Milk protein genetic variants and isoforms identified in bovine milk representing extremes in coagulation properties

Abstract

A gel-based proteomic approach consisting of 2-dimensional gel electrophoresis coupled with mass spectrometry was applied for detailed protein characterization of a subset of individual milk samples with extreme rennet coagulation properties. A milk subset with either good or poor coagulation abilities was selected from 892 Danish Holstein-Friesian and Jersey cows. Screening of genetic variants of the major milk proteins resulted in the identification of common genetic variants of β-casein (CN; A(1), A(2), B), κ-CN (A, B), and β-lactoglobulin (LG; A, B), as well as a low frequency variant, κ-CN variant E, and variants not previously reported in Danish breeds (i.e., β-CN variant I and β-LG variant C).
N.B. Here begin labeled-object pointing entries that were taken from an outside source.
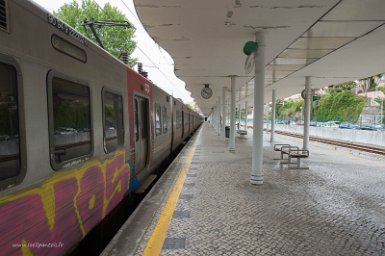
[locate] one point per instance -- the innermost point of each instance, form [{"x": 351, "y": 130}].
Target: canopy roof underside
[{"x": 331, "y": 41}]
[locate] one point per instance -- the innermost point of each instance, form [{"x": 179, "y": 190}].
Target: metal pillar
[
  {"x": 219, "y": 116},
  {"x": 257, "y": 155},
  {"x": 224, "y": 111},
  {"x": 273, "y": 102},
  {"x": 306, "y": 123},
  {"x": 232, "y": 116},
  {"x": 247, "y": 87}
]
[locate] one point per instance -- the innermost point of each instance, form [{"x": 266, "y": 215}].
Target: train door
[
  {"x": 141, "y": 132},
  {"x": 182, "y": 124}
]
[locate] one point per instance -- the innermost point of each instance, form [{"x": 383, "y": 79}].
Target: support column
[
  {"x": 257, "y": 155},
  {"x": 224, "y": 111},
  {"x": 247, "y": 87},
  {"x": 306, "y": 123},
  {"x": 219, "y": 116},
  {"x": 232, "y": 116},
  {"x": 273, "y": 101}
]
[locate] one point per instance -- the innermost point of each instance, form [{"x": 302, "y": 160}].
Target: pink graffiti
[{"x": 78, "y": 207}]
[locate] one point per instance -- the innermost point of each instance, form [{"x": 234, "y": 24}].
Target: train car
[{"x": 79, "y": 131}]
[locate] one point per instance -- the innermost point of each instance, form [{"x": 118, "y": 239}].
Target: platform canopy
[{"x": 331, "y": 41}]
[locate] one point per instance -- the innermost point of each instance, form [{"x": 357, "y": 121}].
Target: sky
[{"x": 156, "y": 61}]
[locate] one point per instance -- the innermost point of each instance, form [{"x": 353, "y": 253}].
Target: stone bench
[{"x": 292, "y": 152}]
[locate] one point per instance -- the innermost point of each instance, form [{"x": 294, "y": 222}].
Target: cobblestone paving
[{"x": 337, "y": 207}]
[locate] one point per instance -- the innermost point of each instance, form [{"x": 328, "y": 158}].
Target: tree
[{"x": 115, "y": 39}]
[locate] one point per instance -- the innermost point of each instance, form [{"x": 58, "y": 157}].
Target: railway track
[{"x": 361, "y": 147}]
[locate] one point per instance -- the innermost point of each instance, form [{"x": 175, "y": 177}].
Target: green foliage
[
  {"x": 343, "y": 106},
  {"x": 287, "y": 109},
  {"x": 114, "y": 39}
]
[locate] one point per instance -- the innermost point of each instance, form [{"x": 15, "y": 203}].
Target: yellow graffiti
[{"x": 45, "y": 190}]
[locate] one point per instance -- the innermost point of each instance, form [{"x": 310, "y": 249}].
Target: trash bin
[{"x": 227, "y": 131}]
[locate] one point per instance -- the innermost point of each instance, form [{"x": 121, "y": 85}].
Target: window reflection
[
  {"x": 113, "y": 121},
  {"x": 72, "y": 120},
  {"x": 158, "y": 121}
]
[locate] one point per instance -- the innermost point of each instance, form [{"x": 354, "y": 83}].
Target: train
[{"x": 79, "y": 132}]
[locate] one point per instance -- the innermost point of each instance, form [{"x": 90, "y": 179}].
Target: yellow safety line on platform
[{"x": 155, "y": 244}]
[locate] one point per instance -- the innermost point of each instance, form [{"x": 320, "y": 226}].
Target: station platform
[{"x": 204, "y": 204}]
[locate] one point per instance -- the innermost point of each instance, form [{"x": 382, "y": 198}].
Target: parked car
[{"x": 348, "y": 126}]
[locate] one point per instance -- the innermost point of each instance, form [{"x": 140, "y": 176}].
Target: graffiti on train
[{"x": 57, "y": 214}]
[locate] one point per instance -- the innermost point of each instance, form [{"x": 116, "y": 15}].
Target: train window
[
  {"x": 158, "y": 120},
  {"x": 165, "y": 118},
  {"x": 68, "y": 48},
  {"x": 9, "y": 123},
  {"x": 113, "y": 121},
  {"x": 179, "y": 119},
  {"x": 136, "y": 125},
  {"x": 70, "y": 121}
]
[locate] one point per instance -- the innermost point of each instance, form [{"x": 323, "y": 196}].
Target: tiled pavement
[{"x": 337, "y": 207}]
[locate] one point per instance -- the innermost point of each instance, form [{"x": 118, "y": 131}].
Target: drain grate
[{"x": 181, "y": 214}]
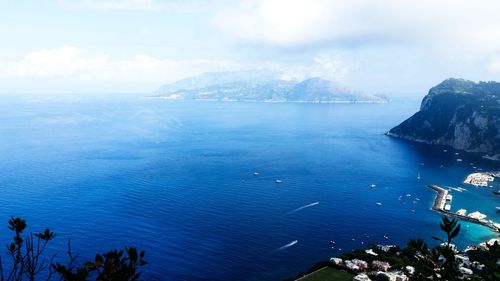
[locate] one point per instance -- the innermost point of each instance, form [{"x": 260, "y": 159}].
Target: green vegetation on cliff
[{"x": 458, "y": 113}]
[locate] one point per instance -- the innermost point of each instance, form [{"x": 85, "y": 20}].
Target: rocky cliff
[{"x": 458, "y": 113}]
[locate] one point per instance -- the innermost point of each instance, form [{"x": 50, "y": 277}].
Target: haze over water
[{"x": 176, "y": 179}]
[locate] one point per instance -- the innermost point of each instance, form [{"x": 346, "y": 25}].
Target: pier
[{"x": 440, "y": 204}]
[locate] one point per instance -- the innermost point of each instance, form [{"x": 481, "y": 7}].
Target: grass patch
[{"x": 328, "y": 273}]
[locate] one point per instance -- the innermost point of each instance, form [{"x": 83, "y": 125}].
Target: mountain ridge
[{"x": 266, "y": 86}]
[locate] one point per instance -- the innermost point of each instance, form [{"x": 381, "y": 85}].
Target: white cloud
[
  {"x": 138, "y": 5},
  {"x": 70, "y": 62},
  {"x": 291, "y": 23},
  {"x": 110, "y": 4},
  {"x": 332, "y": 67}
]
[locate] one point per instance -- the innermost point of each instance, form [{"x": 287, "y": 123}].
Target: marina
[
  {"x": 480, "y": 179},
  {"x": 440, "y": 205}
]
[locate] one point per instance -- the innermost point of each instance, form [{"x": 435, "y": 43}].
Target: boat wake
[
  {"x": 303, "y": 207},
  {"x": 287, "y": 246}
]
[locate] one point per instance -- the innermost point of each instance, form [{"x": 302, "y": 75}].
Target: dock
[{"x": 440, "y": 204}]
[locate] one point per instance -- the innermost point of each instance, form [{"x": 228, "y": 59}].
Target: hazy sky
[{"x": 380, "y": 46}]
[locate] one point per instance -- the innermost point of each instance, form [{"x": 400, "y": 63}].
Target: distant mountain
[
  {"x": 457, "y": 113},
  {"x": 261, "y": 86}
]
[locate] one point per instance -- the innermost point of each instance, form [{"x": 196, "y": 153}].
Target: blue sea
[{"x": 176, "y": 179}]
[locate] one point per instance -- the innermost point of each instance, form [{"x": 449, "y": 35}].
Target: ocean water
[{"x": 176, "y": 179}]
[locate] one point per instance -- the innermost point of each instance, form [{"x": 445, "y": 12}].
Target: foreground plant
[{"x": 30, "y": 263}]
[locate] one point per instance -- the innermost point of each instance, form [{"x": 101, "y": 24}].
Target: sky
[{"x": 394, "y": 47}]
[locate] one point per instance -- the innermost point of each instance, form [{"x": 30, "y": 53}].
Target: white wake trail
[
  {"x": 287, "y": 245},
  {"x": 303, "y": 207}
]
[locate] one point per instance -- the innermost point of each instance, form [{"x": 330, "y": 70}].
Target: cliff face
[{"x": 457, "y": 113}]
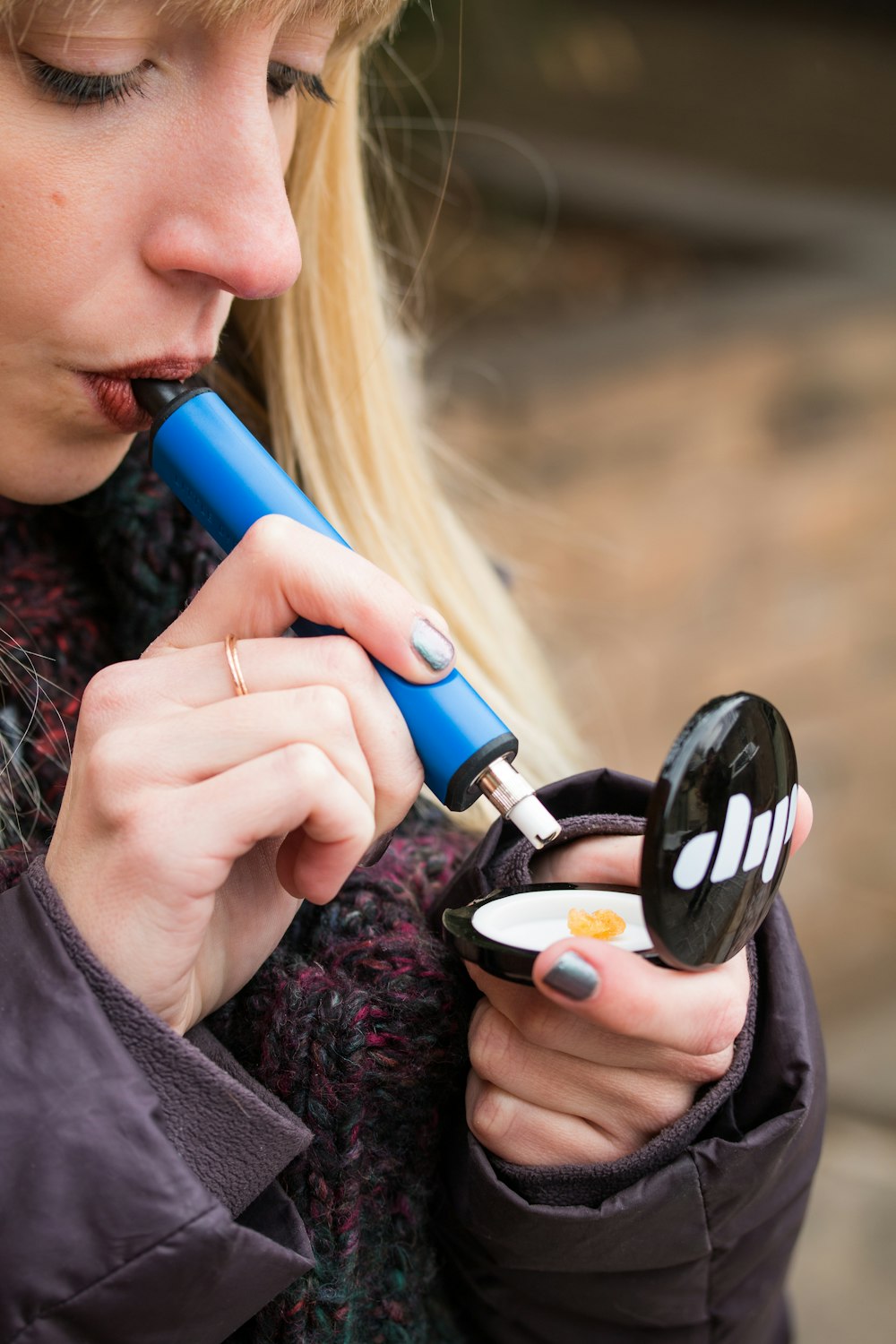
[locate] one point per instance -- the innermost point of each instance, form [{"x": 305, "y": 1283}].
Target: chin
[{"x": 65, "y": 476}]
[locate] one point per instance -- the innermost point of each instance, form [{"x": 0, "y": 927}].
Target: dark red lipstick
[{"x": 113, "y": 395}]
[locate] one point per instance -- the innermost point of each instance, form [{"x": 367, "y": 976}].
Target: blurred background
[{"x": 661, "y": 308}]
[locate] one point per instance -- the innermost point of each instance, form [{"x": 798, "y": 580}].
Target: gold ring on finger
[{"x": 233, "y": 663}]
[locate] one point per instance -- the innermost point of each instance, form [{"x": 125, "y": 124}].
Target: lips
[{"x": 113, "y": 395}]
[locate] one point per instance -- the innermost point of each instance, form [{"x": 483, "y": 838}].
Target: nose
[{"x": 220, "y": 209}]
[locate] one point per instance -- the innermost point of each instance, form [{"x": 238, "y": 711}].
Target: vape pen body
[{"x": 228, "y": 480}]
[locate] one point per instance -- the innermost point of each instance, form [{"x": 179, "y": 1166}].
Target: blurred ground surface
[{"x": 667, "y": 324}]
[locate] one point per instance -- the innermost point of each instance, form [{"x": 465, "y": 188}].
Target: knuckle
[
  {"x": 269, "y": 538},
  {"x": 710, "y": 1069},
  {"x": 536, "y": 1021},
  {"x": 349, "y": 664},
  {"x": 721, "y": 1024},
  {"x": 490, "y": 1115},
  {"x": 331, "y": 709},
  {"x": 489, "y": 1043},
  {"x": 109, "y": 777},
  {"x": 108, "y": 693},
  {"x": 306, "y": 760},
  {"x": 662, "y": 1107}
]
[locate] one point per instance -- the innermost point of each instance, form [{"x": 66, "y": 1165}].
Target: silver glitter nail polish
[{"x": 432, "y": 645}]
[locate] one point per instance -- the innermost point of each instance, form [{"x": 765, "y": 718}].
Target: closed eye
[{"x": 282, "y": 80}]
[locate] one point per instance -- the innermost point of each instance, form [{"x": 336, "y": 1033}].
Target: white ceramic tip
[{"x": 535, "y": 822}]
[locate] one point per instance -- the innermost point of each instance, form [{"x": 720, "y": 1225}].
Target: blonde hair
[
  {"x": 344, "y": 417},
  {"x": 339, "y": 408}
]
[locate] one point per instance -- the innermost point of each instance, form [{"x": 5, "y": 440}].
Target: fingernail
[
  {"x": 375, "y": 852},
  {"x": 432, "y": 645},
  {"x": 573, "y": 976}
]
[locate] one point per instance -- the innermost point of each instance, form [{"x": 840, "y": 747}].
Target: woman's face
[{"x": 142, "y": 188}]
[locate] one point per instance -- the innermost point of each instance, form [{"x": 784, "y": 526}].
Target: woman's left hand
[{"x": 590, "y": 1074}]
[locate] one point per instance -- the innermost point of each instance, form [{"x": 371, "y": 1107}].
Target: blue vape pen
[{"x": 228, "y": 480}]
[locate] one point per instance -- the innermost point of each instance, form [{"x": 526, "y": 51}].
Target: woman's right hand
[{"x": 194, "y": 817}]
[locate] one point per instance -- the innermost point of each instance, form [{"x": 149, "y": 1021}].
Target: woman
[{"x": 234, "y": 1051}]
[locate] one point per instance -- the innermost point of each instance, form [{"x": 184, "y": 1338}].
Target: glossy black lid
[{"x": 719, "y": 827}]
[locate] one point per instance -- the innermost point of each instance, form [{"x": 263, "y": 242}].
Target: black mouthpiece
[{"x": 156, "y": 395}]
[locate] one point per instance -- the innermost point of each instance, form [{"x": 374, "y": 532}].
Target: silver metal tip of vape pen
[{"x": 505, "y": 788}]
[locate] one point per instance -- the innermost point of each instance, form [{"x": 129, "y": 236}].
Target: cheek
[{"x": 56, "y": 233}]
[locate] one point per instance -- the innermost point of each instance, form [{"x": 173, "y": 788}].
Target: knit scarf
[{"x": 358, "y": 1021}]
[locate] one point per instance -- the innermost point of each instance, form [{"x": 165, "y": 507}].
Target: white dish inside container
[{"x": 533, "y": 919}]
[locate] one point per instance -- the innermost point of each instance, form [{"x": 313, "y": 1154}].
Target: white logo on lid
[{"x": 764, "y": 839}]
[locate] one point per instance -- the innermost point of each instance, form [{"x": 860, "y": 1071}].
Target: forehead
[{"x": 365, "y": 16}]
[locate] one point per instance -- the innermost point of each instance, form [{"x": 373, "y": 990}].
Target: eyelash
[{"x": 77, "y": 90}]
Clear differences in the frequencies of the identified genetic variants were evident between breeds and, to some extent, between coagulation groups within breeds, indicating that an underlying genetic variation of the major milk proteins affects the overall milk coagulation ability. In milk with good coagulation ability, a high prevalence of the B variants of all 3 analyzed proteins were identified, whereas poorly coagulating milk was associated with the β-CN variant A(2), κ-CN variant A or E, and β-LG variant A or C. The β-CN variant I was identified in milk with both good and poor coagulation ability, a variant that has not usually been discriminated from β-CN variant A(2) in other studied cow populations. Additionally, a detailed characterization of κ-CN isoforms was conducted. Six κ-CN isoforms varying in phosphorylation and glycosylation levels from each of the genetic variants of κ-CN were separated and identified, along with an unmodified κ-CN form at low abundance. Relative quantification showed that around 95% of total κ-CN was phosphorylated with 1 or 2 phosphates attached, whereas approximately 35% of the identified κ-CN was glycosylated with 1 to 3 tetrasaccharides. Comparing isoforms from individual samples, we found a very consistent κ-CN isoform pattern, with only minor differences in relation to breed, κ-CN genetic variant, and milk coagulation ability.